First and foremost, there needs to be a set of rules and functions on which the organization will be built. These rules are encoded into a smart contract, which is essentially a computer program that exists independently on the Internet.

Once the rules are coded and the smart contracts are ready, the DAOs enter the funding phase, which is a very important phase for two reasons.

  • First, so that the DAO can have some kind of internal ownership, which is represented by tokens that the organization can spend or use as a reward for carrying out some internal activities.
  • Second, investing in the organization helps give users voting rights and the ability to influence how the organization works.

After the end of the funding period and the launch of the DAO, the organization becomes completely autonomous and completely independent from creators and other parties.

DAOs are open source, meaning anyone can view the code.

Moreover, all the rules and financial transactions conducted by the organization are recorded on blockchain networks, making these organizations completely transparent, and their data cannot be tampered with.

Once an organization is launched, all decisions about where and how to spend its money are made by consensus.

Anyone who has bought a stake in the organization can make suggestions about its future. To prevent receiving too many proposals, some organizations require a cash deposit.

Implementing the motions requires a majority vote, and the percentage required can vary depending on the organization and its code.

Essentially, DAOs enable people to exchange money with each other, and donate to any charitable organization, without the need for an intermediary.

One of the main problems with the voting system adopted by decentralized organizations is the inability to remedy security vulnerabilities unless a majority votes to do so.

Furthermore, hackers can exploit the same software vulnerabilities that the community is trying to address during the time period required for voting.

It should be noted that DAOs are not able to create a product, write code, or modify it.

The only way to do this is to contract with a contractor or programmer to perform the required tasks through a majority vote on that, while the smart contract takes care of paying the programmer’s wages when the task is completed correctly.

How and why can you become a DAO contributor?

Investing in DAOs is relatively easy, especially if you know how to buy Ethereum or Bitcoin and already have a wallet.

All you have to do is buy DAO tokens, which is somewhat similar to buying shares of a company.

Once the funding phase closes, you will be able to submit proposals, vote on others’ proposals, and perhaps even make some profits. The amount of tokens purchased is related to the amount of voting power you will receive.

Before you invest, you should be sure of exactly what you are getting. DAOs are completely transparent and their core code is always open source, which means you have the opportunity to review the core code and ensure it is error-free.

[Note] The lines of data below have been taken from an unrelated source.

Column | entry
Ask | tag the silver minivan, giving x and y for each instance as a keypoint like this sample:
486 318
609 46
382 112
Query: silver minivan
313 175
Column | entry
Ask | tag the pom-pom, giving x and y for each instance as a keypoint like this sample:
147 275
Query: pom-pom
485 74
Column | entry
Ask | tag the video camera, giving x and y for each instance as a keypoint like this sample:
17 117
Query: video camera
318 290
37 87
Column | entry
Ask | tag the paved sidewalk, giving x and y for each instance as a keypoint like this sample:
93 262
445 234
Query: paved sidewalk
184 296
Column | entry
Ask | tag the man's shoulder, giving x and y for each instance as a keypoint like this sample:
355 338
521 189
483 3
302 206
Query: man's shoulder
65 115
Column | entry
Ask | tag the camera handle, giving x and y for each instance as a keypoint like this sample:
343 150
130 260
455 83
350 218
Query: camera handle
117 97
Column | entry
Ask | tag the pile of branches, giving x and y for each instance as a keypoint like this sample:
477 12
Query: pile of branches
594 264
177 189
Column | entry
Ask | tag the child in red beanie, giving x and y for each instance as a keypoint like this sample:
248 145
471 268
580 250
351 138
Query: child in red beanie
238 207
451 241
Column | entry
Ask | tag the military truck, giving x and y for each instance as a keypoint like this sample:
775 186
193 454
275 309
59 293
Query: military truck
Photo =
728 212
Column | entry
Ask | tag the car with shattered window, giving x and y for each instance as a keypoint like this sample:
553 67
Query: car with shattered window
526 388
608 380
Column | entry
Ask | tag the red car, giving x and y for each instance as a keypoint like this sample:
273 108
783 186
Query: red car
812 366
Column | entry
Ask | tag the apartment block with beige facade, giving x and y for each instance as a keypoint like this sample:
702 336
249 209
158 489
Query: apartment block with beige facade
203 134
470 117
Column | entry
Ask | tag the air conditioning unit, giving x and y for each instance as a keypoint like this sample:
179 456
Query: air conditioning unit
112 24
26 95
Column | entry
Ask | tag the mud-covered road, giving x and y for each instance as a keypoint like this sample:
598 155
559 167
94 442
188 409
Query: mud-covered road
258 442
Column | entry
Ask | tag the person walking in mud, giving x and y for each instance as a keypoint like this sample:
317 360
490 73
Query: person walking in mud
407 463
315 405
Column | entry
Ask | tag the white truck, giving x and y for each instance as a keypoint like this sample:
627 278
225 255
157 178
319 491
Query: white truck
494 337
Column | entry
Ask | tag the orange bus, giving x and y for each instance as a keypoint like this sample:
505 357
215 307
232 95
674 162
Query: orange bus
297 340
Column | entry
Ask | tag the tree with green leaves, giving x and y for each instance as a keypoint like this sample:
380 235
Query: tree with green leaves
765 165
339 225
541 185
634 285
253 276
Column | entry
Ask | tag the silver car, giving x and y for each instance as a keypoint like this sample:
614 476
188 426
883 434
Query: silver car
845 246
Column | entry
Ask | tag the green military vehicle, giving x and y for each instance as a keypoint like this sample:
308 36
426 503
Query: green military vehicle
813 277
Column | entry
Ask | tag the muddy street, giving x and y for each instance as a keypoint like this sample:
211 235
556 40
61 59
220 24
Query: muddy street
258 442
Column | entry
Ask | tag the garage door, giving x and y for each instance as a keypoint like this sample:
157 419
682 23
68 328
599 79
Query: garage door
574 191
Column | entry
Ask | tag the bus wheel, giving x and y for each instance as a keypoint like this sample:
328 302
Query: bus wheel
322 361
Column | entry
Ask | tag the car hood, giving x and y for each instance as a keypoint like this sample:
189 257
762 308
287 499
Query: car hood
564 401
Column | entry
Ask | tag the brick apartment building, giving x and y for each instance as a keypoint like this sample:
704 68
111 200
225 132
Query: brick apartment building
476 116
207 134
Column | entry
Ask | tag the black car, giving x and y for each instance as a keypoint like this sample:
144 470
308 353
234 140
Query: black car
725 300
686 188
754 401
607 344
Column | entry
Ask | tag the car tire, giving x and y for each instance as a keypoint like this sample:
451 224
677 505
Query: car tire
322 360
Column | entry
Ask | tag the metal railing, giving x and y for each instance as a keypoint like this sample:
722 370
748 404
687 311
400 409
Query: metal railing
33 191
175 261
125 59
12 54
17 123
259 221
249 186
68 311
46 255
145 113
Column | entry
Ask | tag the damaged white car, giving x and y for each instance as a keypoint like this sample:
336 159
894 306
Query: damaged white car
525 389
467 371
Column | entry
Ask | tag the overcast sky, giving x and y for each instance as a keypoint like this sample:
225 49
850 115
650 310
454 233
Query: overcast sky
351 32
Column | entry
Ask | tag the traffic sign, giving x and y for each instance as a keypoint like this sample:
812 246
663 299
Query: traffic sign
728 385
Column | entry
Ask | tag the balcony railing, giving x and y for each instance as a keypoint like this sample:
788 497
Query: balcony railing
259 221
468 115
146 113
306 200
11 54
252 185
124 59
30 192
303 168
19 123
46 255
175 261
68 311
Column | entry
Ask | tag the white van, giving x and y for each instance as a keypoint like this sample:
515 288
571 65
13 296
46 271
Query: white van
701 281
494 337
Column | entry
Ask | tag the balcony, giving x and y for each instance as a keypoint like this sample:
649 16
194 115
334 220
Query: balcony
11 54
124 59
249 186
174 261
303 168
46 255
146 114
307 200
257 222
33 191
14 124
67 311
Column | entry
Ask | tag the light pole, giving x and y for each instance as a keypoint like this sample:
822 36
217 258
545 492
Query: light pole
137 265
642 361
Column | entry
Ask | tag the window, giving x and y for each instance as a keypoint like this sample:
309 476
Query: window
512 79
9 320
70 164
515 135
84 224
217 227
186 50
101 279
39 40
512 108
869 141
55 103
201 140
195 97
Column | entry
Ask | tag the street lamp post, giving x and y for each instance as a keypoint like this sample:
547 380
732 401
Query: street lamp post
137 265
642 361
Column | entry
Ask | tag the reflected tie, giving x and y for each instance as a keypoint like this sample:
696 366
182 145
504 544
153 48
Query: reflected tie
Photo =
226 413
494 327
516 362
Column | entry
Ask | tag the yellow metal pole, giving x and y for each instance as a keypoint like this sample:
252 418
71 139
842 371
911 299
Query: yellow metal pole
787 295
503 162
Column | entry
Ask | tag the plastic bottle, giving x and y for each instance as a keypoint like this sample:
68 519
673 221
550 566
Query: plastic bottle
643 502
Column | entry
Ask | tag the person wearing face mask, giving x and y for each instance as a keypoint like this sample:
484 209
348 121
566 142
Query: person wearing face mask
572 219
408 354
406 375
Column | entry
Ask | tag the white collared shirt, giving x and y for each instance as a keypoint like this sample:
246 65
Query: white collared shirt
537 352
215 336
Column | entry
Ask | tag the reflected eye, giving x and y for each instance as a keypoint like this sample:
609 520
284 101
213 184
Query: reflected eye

What are decentralized applications (dApps)?

Decentralized applications are applications that run on the Ethereum blockchain and are supported by smart contracts. The main difference between them and regular applications is that decentralized applications are completely independent, immune to censorship, do not require an intermediary to run, and cannot be stopped.

In other words, these applications allow users to connect directly to services, and give them full control over the information and data they share.

DAOs are an ambitious breed of decentralized applications. As explained in the Ethereum whitepaper, these organizations fall under other categories that include voting and governance systems.

The story behind DAO

DAO is the name of a decentralized autonomous organization created by the team behind the German smart lock startup slock.it, which allows people to share their belongings through a decentralized version of Airbnb.

DAO was launched in May 2016 and began to be funded through the sale of tokens. Somehow, the project managed to become the most successful crowdfunding campaign in history, having raised more than $150 million.

DAO’s code wasn’t perfect, and because it was open source and available to everyone, someone found a bug that could be exploited.

So, on June 17th, unknown hackers began withdrawing funds from Dow and transferring them to another decentralized autonomous organization that managed to copy Dow’s structure. Before the drain of funds was stopped, hackers managed to steal more than $50 million in Ether.

Despite the fact that DAO lost a lot of money due to the code, this theft was an important milestone in the history of DAO development, as it exposed potential vulnerabilities and thus helped DAOs address them and avoid them in the future.

Advantages of decentralized autonomous organizations

It cannot be denied that the concept of decentralized autonomous organizations is very exciting, as these organizations strive to address all the mistakes that negatively affect how modern organizations are managed, as perfectly structured decentralized autonomous organizations give every investor the opportunity to influence the organization.

Moreover, there is no hierarchical structure in these organizations, which means that anyone can come up with any innovative idea, which may be adopted by the organization in the future.

Having a set of pre-written rules, which every investor knows before joining the organization, along with a voting system, leaves no room for quarreling at all.

In addition to the above, since submitting and voting on proposals requires investors to spend specific amounts of money, investors evaluate their decisions well before submitting them, to avoid wasting time discussing ineffective solutions.

Finally, since all laws and financial transactions are recorded on the blockchain, the structure of organizations is available to everyone, making them transparent.

Disadvantages and criticisms of decentralized autonomous organizations

Decentralized Autonomous Organizations are a new and somewhat revolutionary technology, as are all technologies associated with cryptocurrencies.

For example, MIT Technology Review finds that entrusting important financial decisions to the masses is a bad idea and will likely yield no returns.

Aside from the conservative view that investments should not be given to the masses, there are other concerns surrounding decentralized autonomous organizations.

The most pressing problem, especially after the DAO hack, is the security problem associated with the principle of unstoppable code.

During the attack, investors watched their money being stolen without being able to do anything, as the attacker was practically following the rules.

However, such attacks can be avoided if the code is well laid out and error-free.

Finally, in order for startups that operate as decentralized autonomous organizations to conduct business outside of blockchain networks, and communicate with the physical world of financial instruments and intellectual property, they must adopt some type of legal framework.

Legal uncertainty is a problem that has been inherent in the cryptocurrency space since the beginning, as the technology behind it is new and radically different.

Examples of decentralized autonomous organizations

Essentially, any autonomous organization with a decentralized administrative system can be considered a decentralized autonomous organization (DAO).

This makes all decentralized cryptocurrency networks practically independent decentralized organizations, especially given the initial crowdfunding period that precedes the official launch.